L'affaire du Médiator, ce sont 3700 victimes, qui ont développé des troubles cardiaques, suite à la prise du médicament. Le laboratoire Servier a déjà versé près de 115 millions d'euros à ces malades. La réaction d'Irène Frachon, médecin pneumologue à Brest, qui a révélé l'affaire.
D’après le dernier bilan actualisé du processus d'indemnisation des malades, 114,7 millions d'euros ont été versés par le laboratoire pharmaceutique Servier à plus de 3 000 victimes du Médiator. Prescrit pendant plus de 30 ans à cinq millions de personnes en France, le Mediator, un antidiabétique, largement utilisé comme coupe-faim, est tenu pour responsable de centaines de morts. Il a été retiré du marché en novembre 2009, suite au scandale sanitaire révélé par Irène Frachon, médecin pneumologue de l'hôpital de Brest. Une affaire qui a déjà fait l'objet de multiple procédures. Le procès au pénal doit s'ouvrir le 23 septembre prochain devant le tribunal de grande instance de Paris. Près de 4 000 personnes ayant pris ce médicament doivent se constituer partie civile pour ce procès, mais en acceptant l'offre de Servier d'une indemnisation à l'amiable, les victimes s'engagent à renoncer à leur action pénale.
"Un chiffre qui dit l'ampleur de la catastrophe sanitaire"
Ce chiffre de 115 millions d'euros, nous dit "l'ampleur de de la catastrophe sanitaire", réagit Irène Frachon, qui ajoute "après à côté de ce chiffre, il faut mettre le nombre de personnes concernées, et il y a plus de 3 700 victimes qui ont déposé des dossiers et pour qui on a la preuve et de la prise du médiator et de l'imputabilité des troubles cardiaques au médiator. Donc c'est absolument gigantesque ! Finalement ce chiffre n'est pas si élevé si on le rapporte au nombre de victimes."
Selon les victimes, "le verre à moitié vide ou à moitié plein !"
Le médecin brestois précise encore "Il y a des victimes, très gravement malades, avec des opérations à coeur ouvert, qui aujourd'hui sont mieux indemnisées, à hauteur de quelques centaines de milliers d'euros, ce qui représente en effet des sommes importantes, chez des gens, dont la vie a été détruite, et qui n'avaient plus aucun moyen financier de survivre, puisqu'ils sont en grande invalidité. Ça a été un combat qui a duré 7 ans pour obtenir des indemnisations correctes pour ces gens-là et c'est effectivement une satisfaction.

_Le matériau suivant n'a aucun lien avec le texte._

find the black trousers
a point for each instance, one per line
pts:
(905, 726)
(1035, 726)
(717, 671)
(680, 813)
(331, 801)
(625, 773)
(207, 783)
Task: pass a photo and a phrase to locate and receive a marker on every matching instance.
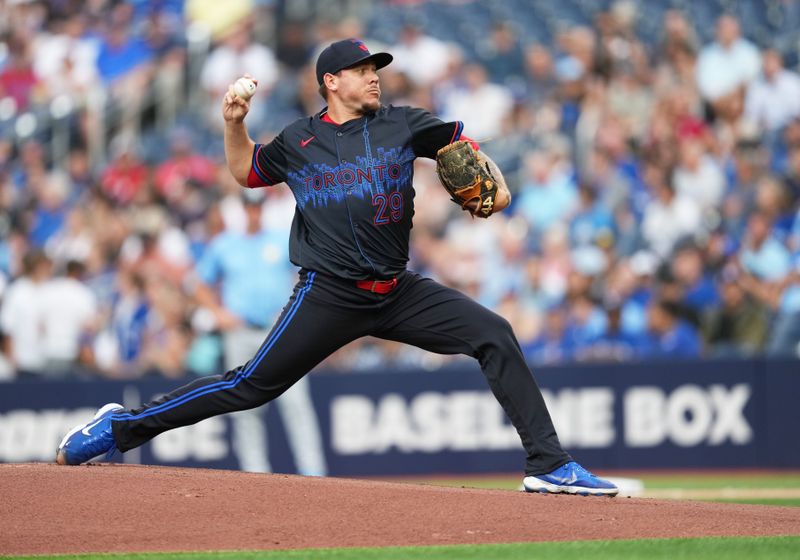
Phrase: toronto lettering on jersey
(321, 184)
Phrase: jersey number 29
(390, 208)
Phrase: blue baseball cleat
(87, 441)
(570, 479)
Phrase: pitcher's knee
(496, 330)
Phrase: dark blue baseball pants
(325, 313)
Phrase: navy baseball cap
(346, 53)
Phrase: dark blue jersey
(353, 187)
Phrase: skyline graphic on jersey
(319, 184)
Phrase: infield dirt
(47, 509)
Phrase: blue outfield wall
(628, 416)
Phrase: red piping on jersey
(257, 171)
(457, 132)
(326, 117)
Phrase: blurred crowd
(656, 180)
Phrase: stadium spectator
(739, 326)
(774, 99)
(673, 336)
(495, 101)
(726, 67)
(669, 217)
(23, 317)
(72, 316)
(414, 46)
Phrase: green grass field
(751, 488)
(768, 488)
(740, 548)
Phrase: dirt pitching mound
(46, 509)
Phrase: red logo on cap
(360, 44)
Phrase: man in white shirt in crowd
(774, 99)
(71, 319)
(725, 68)
(23, 315)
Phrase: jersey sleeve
(429, 134)
(268, 165)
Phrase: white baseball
(244, 88)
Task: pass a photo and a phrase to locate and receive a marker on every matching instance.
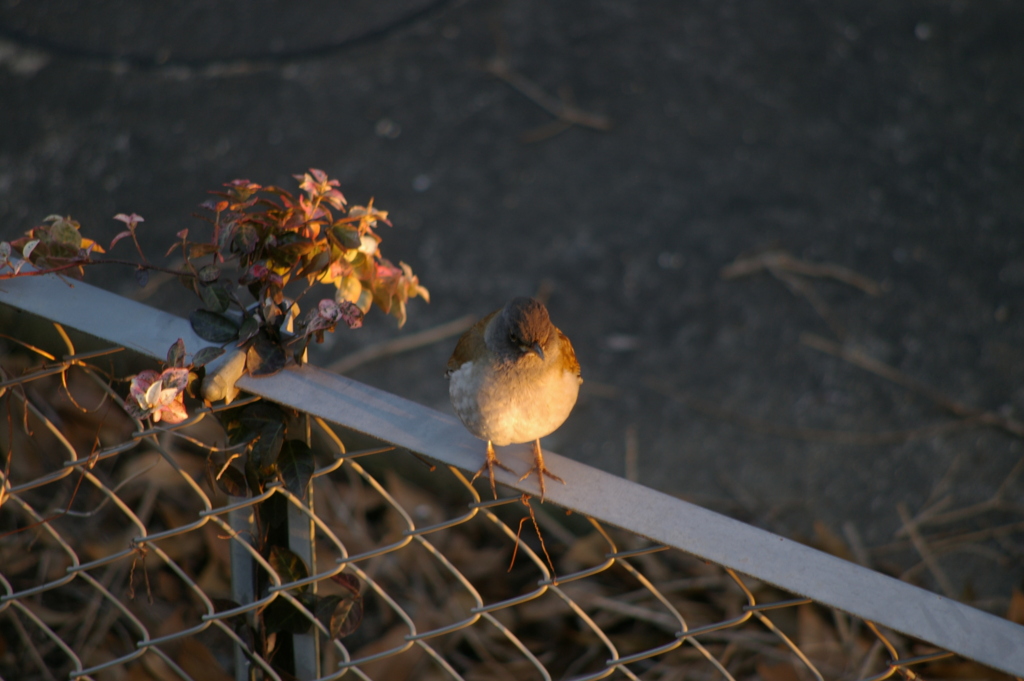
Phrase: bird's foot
(488, 466)
(541, 470)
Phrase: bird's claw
(541, 470)
(488, 465)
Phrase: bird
(514, 378)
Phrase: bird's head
(525, 327)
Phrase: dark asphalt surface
(883, 137)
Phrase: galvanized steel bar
(795, 567)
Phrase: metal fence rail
(84, 528)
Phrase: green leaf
(213, 327)
(65, 231)
(265, 357)
(264, 452)
(259, 415)
(209, 273)
(288, 564)
(231, 482)
(340, 614)
(215, 297)
(250, 327)
(206, 355)
(281, 615)
(296, 465)
(176, 353)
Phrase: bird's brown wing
(470, 345)
(568, 354)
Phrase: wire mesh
(116, 562)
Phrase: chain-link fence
(123, 557)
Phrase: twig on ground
(857, 357)
(561, 109)
(404, 344)
(779, 260)
(791, 271)
(921, 546)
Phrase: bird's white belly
(502, 409)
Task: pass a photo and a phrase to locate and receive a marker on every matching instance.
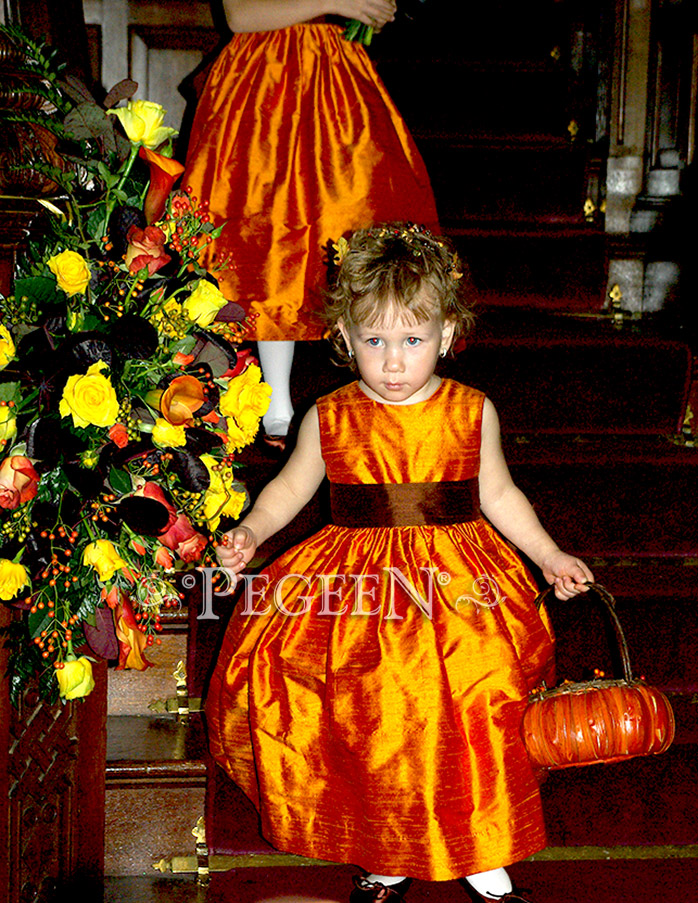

A côté de ça, il reste des milliers de victimes dont les atteintes cardiaques sont plus modestes, mais qui les gênent tous les jours au quotidien et qui ont été indemnisées de façon dérisoire, de quelques milliers d'euros, ce qui n'est pas satisfaisant. Donc il y a un verre à moitié vide et à moitié plein dans le bilan de ces indemnisations!"
ITW : Irène Frachon, médecin pneumologue au CHU de Brest, recueillie par Gwenaëlle Bron et Yvan Frohberg
Le laboratoire Servier, obligé de payer, conteste toutes les demandes
Ce combat de 7 ans a été particulièrement difficile rappelle Irène Frachon, "car malgré ses promesses, le laboratoire Servier, conteste toutes les demandes, ligne à ligne. C'est à dire que tous les rapports d'expertises rendus sont contestés et Servier finit par payer car Servier est obligé de payer, du fait du processus mis en place par les pouvoirs publics, le ministre Xavier Bertrand en 2011. Et puis il y a eu un engagement très fort de Marisol Touraine d'abord et Agnès Buzyn pour que ce processus fonctionne. Un processus qui dit que si Servier n'indemnise pas, c'est l'Etat qui indemnise et qui se retourne contre Servier avec une pénalité de 30%. Le procès pénal par ailleurs se rapproche et effectivement Servier a tout intérêt à payer. Mais je peux vous dire, pour le vivre tous les jours, qu'il ne le fait pas 'gentiment', et c'est extrêment traumatique pour les victimes, et ça je le dénoncerai constamment : la façon dont les victimes ont été traitées pour obtenir une indemnisation à laquelle elles ont droit et surtout qui est vitale pour elles !" s'insurge la pneumologue.